My specialty head for nature is a Wimberely II.

On a monopod I detest ball heads.  Mostly because many new users don't understand the purpose of the monopod as the third leg of a tripod system consisting of the photographer and the monopod.  They want to shoot in portrait mode what do they do????  Flop the ballhead to the side putting the weight on the side of the monopod completely throwing off the balance.  

Instead I use a RRS tilt head again with an Arca-swiss QR head and and L bracket on my camera body.  I can tilt forward and backwards and shoot in landscape or portrait mode with the body directly over the monopod.  

The setup I would like to have if I was shooting a lot of fashion, portraits, weddings etc would be one that I learned from an LA fashion photographer which consists of the RRS tilt head and a Custom Bracket camera rotater.  It allows for any angle of shooting imaginable.  But pricey.


----------



## Joves (Jul 19, 2009)

For me and the monopod I stick it in rock creavices and piles or against a leaning tree as well as using it for a third leg. I use it as my back country support. My tripods are too heavy for repelling and, scurrying around some of the canyons. My tripod is for nicer areas and, when I can setup for wildlife shots.


----------



## PhotoXopher (Jul 19, 2009)

Make it easy on yourself, just buy the one I have for sale and save money to boot


----------



## CxThree (Jul 19, 2009)

+1 for the 488 RC2.  I have it on the 055XProB legs and love it.


----------



## tirediron (Jul 20, 2009)

I'm with Gryphon on this. Both of my "main" tripods have ball heads; a Manfrotto 468 and 488 respectively. I've got a couple of Tilt/pan heads as well, but they rarely see the light of day. As for a ball head on a monopod? Ummm... WHY?????


----------



## Bravotwofive (Jul 20, 2009)

tirediron said:


> I'm with Gryphon on this. Both of my "main" tripods have ball heads; a Manfrotto 468 and 488 respectively. I've got a couple of Tilt/pan heads as well, but they rarely see the light of day. As for a ball head on a monopod? Ummm... WHY?????


 
Stability, less camera shake. Even if you don't tighten down the ball completely it allows for freedom of movement, and a stabil shooting platform. Works really well when shooting fast action.


----------



## Joves (Jul 20, 2009)

Bravotwofive said:


> tirediron said:
> 
> 
> > I'm with Gryphon on this. Both of my "main" tripods have ball heads; a Manfrotto 468 and 488 respectively. I've got a couple of Tilt/pan heads as well, but they rarely see the light of day. As for a ball head on a monopod? Ummm... WHY?????
> ...


 Thank you!


----------



## Sn00bies (Jul 21, 2009)

gryphonslair99 said:


> Here are a couple of nice head in the same price range that is well built that has all the feature of the 488 with a friction control knob.
> Vanguard SBH-200 Welcome to Vanguard USA
> 
> Giottos MH 100 is in the same range I believe.
> ...



These heads look great actually... far more impressive than the ones I've seen so far.  I'm guessing even though they're not Manfrotto, they're a universal fit to Manfrotto's legs?  I'm not familiar with whether or not different companies have proprietary heads or not...?

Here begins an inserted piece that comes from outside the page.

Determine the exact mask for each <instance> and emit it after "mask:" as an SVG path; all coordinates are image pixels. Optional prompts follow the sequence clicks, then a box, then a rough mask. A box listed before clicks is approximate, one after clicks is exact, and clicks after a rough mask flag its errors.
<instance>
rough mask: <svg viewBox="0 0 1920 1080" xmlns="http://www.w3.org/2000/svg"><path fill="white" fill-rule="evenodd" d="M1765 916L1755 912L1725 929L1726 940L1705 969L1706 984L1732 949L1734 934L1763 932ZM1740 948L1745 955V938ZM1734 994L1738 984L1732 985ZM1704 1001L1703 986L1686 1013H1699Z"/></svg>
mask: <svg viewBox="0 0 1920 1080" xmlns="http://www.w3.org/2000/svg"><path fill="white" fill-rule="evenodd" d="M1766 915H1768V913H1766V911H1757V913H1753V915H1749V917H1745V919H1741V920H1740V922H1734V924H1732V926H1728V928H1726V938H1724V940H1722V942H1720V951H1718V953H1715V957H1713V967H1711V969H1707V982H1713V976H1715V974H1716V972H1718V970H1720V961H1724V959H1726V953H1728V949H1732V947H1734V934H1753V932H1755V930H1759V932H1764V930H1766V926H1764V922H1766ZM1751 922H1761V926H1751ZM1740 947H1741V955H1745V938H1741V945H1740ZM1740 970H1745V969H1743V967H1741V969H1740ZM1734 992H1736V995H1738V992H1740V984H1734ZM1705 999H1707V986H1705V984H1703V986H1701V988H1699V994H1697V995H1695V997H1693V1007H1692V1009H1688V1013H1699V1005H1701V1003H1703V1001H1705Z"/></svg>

Anyway, I was looking at the SBH-200, which is nice, but the SBH-300 is only slightly more expensive and no doubt better.  I know it might be over kill to have a 70lb. weight limit, but for the price, if nothing else, it should provide more assurance that the camera will never budge, plus it's probably built of thicker/sturdier material.

The SBH-300 is just a few tenths of an inch bigger, but actually 1.8lbs less than the SB-200...?  Interesting.


----------



## Sn00bies (Jul 24, 2009)

Figured I'd resurrect this thread instead of making a new one.  

So I think I mentioned I have some Velbon legs... the AEF-3 model.  At first I thought it was a really cheap tripod (looks cheap, since the previous owner didn't take very good care of it, or just used it like crazy) that didn't have a replaceable head, but then I actually looked and found that the head is replaceable.  My question is, does anyone know if the Vanguard SBH-300 head (Welcome to Vanguard Europe) will screw on to these legs?  Are all brands of heads/legs typically interchangeable? I can't find any info on the head thread on the legs or the Vanguard head, the only size shown is the camera screw.  Any help would be appreciated!  I might actually be able to upgrade if I can just get the head first.


----------